Identificação de vítimas de queda de helicóptero no Rio avança lentamente após 48 horas
A cidade do Rio de Janeiro foi palco de uma tragédia aérea que mobilizou equipes de resgate e peritos, gerando comoção e incerteza. Um helicóptero modelo Robinson R44, de prefixo PP-MFS, pertencente à empresa VRP (Voos Rio Panorâmicos e Serviços Aeronáuticos), caiu na manhã do último sábado (8) na Zona Sul da capital fluminense. O acidente resultou na morte dos quatro ocupantes da aeronave, cujos corpos foram encontrados carbonizados.
Quase 48 horas após o ocorrido, o processo de identificação das vítimas no Instituto Médico-Legal (IML) tem sido desafiador. Até o momento, apenas um dos corpos foi oficialmente identificado, enquanto familiares aguardam ansiosamente por notícias e a liberação dos entes queridos.
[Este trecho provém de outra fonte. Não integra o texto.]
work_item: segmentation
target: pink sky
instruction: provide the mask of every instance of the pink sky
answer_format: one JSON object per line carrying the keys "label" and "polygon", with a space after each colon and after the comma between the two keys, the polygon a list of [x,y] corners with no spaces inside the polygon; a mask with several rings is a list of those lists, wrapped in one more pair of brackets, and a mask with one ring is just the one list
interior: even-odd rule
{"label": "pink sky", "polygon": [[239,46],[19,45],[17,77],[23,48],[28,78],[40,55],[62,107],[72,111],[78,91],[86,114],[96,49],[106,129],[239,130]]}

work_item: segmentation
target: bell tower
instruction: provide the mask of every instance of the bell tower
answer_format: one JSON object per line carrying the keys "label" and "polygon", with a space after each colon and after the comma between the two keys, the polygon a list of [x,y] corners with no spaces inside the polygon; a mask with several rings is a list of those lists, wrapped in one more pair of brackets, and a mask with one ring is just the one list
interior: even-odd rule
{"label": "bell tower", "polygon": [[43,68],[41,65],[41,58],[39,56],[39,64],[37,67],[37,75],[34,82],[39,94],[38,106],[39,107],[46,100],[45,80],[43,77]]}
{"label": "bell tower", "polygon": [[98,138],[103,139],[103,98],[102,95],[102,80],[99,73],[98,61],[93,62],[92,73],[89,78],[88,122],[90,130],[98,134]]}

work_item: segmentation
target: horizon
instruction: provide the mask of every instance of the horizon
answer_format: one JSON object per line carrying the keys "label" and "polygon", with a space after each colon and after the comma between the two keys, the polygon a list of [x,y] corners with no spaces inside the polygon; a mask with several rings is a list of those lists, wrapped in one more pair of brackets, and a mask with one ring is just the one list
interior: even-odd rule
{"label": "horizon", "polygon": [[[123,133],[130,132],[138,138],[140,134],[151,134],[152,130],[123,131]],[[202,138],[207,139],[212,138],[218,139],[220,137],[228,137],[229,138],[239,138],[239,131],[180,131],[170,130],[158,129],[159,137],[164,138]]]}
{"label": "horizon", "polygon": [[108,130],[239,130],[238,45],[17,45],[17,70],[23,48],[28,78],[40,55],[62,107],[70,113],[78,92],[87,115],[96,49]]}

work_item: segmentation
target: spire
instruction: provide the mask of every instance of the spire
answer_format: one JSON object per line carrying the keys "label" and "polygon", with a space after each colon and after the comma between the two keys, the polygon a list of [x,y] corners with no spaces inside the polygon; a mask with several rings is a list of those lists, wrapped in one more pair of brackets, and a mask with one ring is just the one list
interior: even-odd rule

Detalhes do acidente e o difícil resgate
A aeronave foi localizada por equipes do Corpo de Bombeiros em uma área de mata densa e de difícil acesso, na região da Vista Chinesa, dentro do Parque Nacional da Tijuca. A complexidade do terreno exigiu uma operação robusta, envolvendo o Grupamento de Operações Aéreas e outras unidades especializadas.
A Força Aérea Brasileira (FAB) foi acionada para conduzir a Ação Inicial da ocorrência, um procedimento padrão para coletar dados, verificar danos e levantar informações cruciais para a investigação. Cerca de 40 militares, com o apoio de 11 viaturas e 4 unidades operacionais, atuaram no local para controlar os focos de incêndio e isolar a área, garantindo a preservação para os trabalhos periciais.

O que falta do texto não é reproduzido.